Let’s use the project created in the chapter Tutorial as an example to introduce COLLECT_SET measure settings. This project uses the SSB Dataset and needs to complete the model design and index build (including data load). A model won't be able to serve any queries if it has no index and data. You can read Model Design Basics to understand more about the methods used in model design.

We will use the fact table SSB.P_LINEORDER. This sample table is a mockup of transactions that can happen in an online marketplace. It has a couple of dimension and measure columns. For easy understanding, we will only use two columns: LO_CUSTKEY and LO_ORDERDATE. The table below gives an introduction of these columns.

ColumnDescription
LO_CUSTKEYCustomer ID
LO_ORDERDATEOrder Date

We want to query the order date combination of each customer. The order date will be returned as an array with deduplicated values. The query example is below:

SELECT LO_CUSTKEY, COLLECT_SET(LO_ORDERDATE)
FROM SSB.P_LINEORDER
GROUP BY LO_CUSTKEY

Before the COLLECT_SET measure is added, the query will pushdown to Hive. According to the data amount of source tables, the result may return in several minutes or more.

How to Use

Please add a measure in the model editing page as follows. Please fill in the measure Name, for example COLLECT_SET_ORDERDATE, select Function as COLLECT_SET. Finally select the target column from the dropdown list, for example P_LINEORDER.LO_ORDERDATE.

Add Collect_Set Measure

Once the measure is added and the model is saved, click Add Index in the pop-up window to enter the Model Index page. You need to click +(Add Aggregate Group) under the Aggregate Group tab, add the corresponding dimensions and measures to the appropriate aggregate group according to your business scenario, and the new aggregate index will be generated after submission. In this example, the new index will contain the dimension LO_CUSTKEY and the measure COLLECT_SET(LO_ORDERDATE), you need to build index and load data to complete the precomputation of the target column. You can check the job of Build Index in the Job Monitor page. After the index is built, you can use the COLLECT_SET measure in the query and use the precomputation data.

Resubmit the above SQL query in the Query -> Insight page, and you will find the result as below:

Query Result

If you need to create a model from the very beginning and add a COLLECT_SET measure, please add some indexes and load data into the model. A model won't be able to serve any query if it has no index and data. You can read this chapter Model Design Basics to understand the method of model design.
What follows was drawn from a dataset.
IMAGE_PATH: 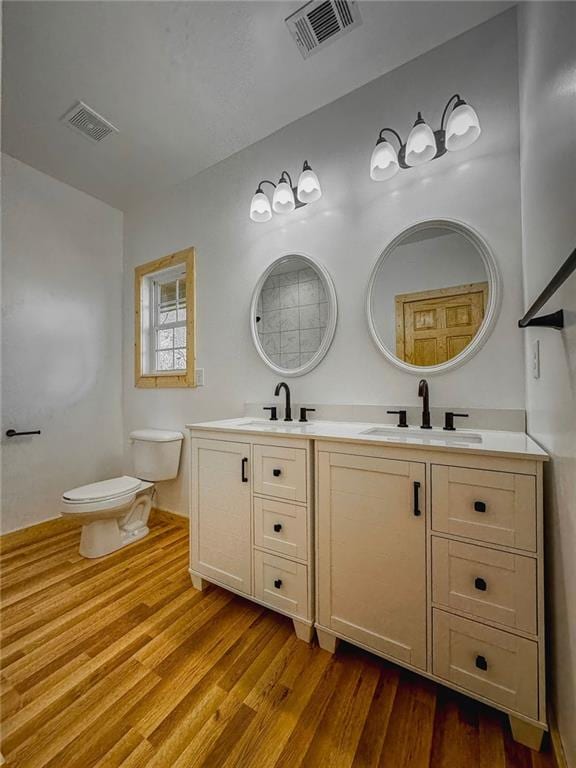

In actual application scenarios, you can use the COLLECT_SET function in combination with other functions to apply more analysis scenarios. For example, the following query combines the CONCAT_WS function, which the values in the array of order date into a string and splits it with ;:

SELECT LO_CUSTKEY, CONCAT_WS(';', COLLECT_SET(LO_ORDERDATE))
FROM SSB.P_LINEORDER
GROUP BY LO_CUSTKEY

Query Result

Note: The CONCAT_WS function is only supported in conjunction with the COLLECT_SET function when querying.